Coherente

Despedida de Julio Anguita | MADERO CUBERO

Nunca voté a Anguita ni nunca lo votaría, pero siempre fue un tipo a tener en cuenta, alguien a quien escuchar y de quien aprender. Siempre se dijo de él que era el mejor político de su época, pero en el partido equivocado, y que hubiera sido un gran presidente a no ser por el pequeño detalle de que era comunista. Así vivió y así murió, adornado con la bandera de su partido hasta el último viaje al crematorio. Siempre fue un verso suelto, pero siempre fue coherente.

La coherencia es uno de los rasgos fundamentales del líder, porque las personas necesitamos seguir a referentes que predican con el ejemplo y muestran un alineamiento perfecto entre sus palabras, sus actos y sus pensamientos. Por eso se echa en falta tanto el liderazgo entre los políticos actuales, porque son una veleta constante al viento de los sondeos, generando sombras de desconfianza a izquierda y derecha. La hemeroteca mata a todo el incoherente, pero a Anguita nunca se le pudo pillar en un renuncio porque tenía clarísimo a lo que jugaba. Tanto que nunca se alejó de su doctrina aún a sabiendas de que él mismo se estaba poniendo techo. Ni una pose fingida ni una palabra fuera del discurso. El que quiera, que lo siga. Así de fácil.

Sólo con eso se ganó el respeto, siempre mayor en cantidad que los votos. Fue una constante en su vida política, porque aunque no estuvieras ni de lejos de acuerdo con su ideología, su carisma, inteligencia e intelecto eran innegables. "Programa, programa, programa", decía hasta el hastío a quien quisiera escucharle, más de los que parecía, pero sin peso ni presencia. Tanto que una absurda ley electoral que nadie quiso no quiere tocar dejó su mejor resultado (dos millones de votos) en apenas 21 escaños en 1996, el mejor resultado comunista hasta que sus herederos de Podemos saltaron la banca 20 años después.

¿He dicho herederos? Perdón, se me ha escapado. Ha sido un lapsus. Anguita era comunista con todas las consecuencias, y fue coherente hasta el fin en todas y cada una de las decisiones que tomó.

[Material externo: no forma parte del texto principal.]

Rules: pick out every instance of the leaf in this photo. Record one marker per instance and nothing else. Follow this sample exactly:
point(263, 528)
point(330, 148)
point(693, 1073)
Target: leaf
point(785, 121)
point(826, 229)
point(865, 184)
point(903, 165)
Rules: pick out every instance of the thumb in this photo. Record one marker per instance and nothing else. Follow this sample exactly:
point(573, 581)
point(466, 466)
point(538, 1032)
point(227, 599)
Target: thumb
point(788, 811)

Como él mismo reconoció, murió con su pensión de 1.800 euros de profesor en el Blas Infante, un Seat León y  un viejo ordenador. "¿Para qué quiero más?", se preguntaba años antes de morir, predicando con el ejemplo antes de que los nuevos comunistas de diseño, chalet, sueldo oficial y familia enchufada usurparan la hoz y el martillo envueltos en la bandera del populismo más casposo, enterrando de paso toda la honra y coherencia que Anguita cultivó durante décadas.

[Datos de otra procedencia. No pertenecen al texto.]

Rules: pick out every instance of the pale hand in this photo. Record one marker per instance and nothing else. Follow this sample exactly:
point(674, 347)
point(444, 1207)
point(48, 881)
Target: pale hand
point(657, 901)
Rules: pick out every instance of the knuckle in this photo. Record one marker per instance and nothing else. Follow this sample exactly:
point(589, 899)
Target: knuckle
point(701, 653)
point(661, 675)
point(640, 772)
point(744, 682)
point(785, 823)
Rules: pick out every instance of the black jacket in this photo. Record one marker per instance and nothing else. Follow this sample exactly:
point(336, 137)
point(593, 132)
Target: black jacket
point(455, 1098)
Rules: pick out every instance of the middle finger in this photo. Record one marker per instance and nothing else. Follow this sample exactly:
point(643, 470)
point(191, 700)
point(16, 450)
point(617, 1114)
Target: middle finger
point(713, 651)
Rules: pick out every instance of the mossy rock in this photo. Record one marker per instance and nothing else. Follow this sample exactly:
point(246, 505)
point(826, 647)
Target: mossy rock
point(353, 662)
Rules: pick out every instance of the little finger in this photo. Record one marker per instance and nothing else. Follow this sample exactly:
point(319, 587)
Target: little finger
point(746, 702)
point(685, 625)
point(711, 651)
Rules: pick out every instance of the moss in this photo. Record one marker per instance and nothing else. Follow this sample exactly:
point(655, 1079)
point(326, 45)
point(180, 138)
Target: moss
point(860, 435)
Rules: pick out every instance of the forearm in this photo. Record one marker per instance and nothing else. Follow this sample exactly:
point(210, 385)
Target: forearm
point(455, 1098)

El comunismo es un error, una fallida anomalía histórica y un anacronismo fatal. Utópico sobre el papel e inviable en la práctica, el sistema que más muertos ha dejado en el siglo XX sólo sobrevive en parques temáticos como Corea del Norte o Cuba víctima de sus propias incoherencias, de esas de las que Anguita huía como de la peste. Comunistas de boquilla eran los franceses de la Gauche caviar, que paseaban con el Liberation bajo el brazo camino del l’aperitif, porque una cosa es ser comunista y otra gilipollas, ya que el jamón le gusta a todo el mundo. Así le fue al otrora poderoso e influyente Partido Comunista galo, hoy perdido entre la indiferencia.

No hay que irse tan lejos, porque aquí en Córdoba también había ejemplos de mayúsculas incoherencias prosoviéticas. Para los periodistas era cita ineludible la recepción de Feria de los lunes por la noche en el Rincón Cubano, donde antes de que los mojitos corrieran en cascadas sonaba el clásico ¡A las mariscadas!, mientras los camaradas competían en el noble arte de pelar langostinos y chupar cabezas. Allí no faltaba ni gloria (ya quisieran los pijos del PP llegar a ese nivel…) en los mejores años de Rosa Aguilar, repartiendo besos y abrazos populistas en la bonanza previa a la crisis y a su propia conversión al socialismo. Todo servido por camareros que, dicen las malas lenguas, se habían convertido repentinamente al marxismo leninismo a la espera de algún regalito municipal cuando se acabara la tarea en el albero.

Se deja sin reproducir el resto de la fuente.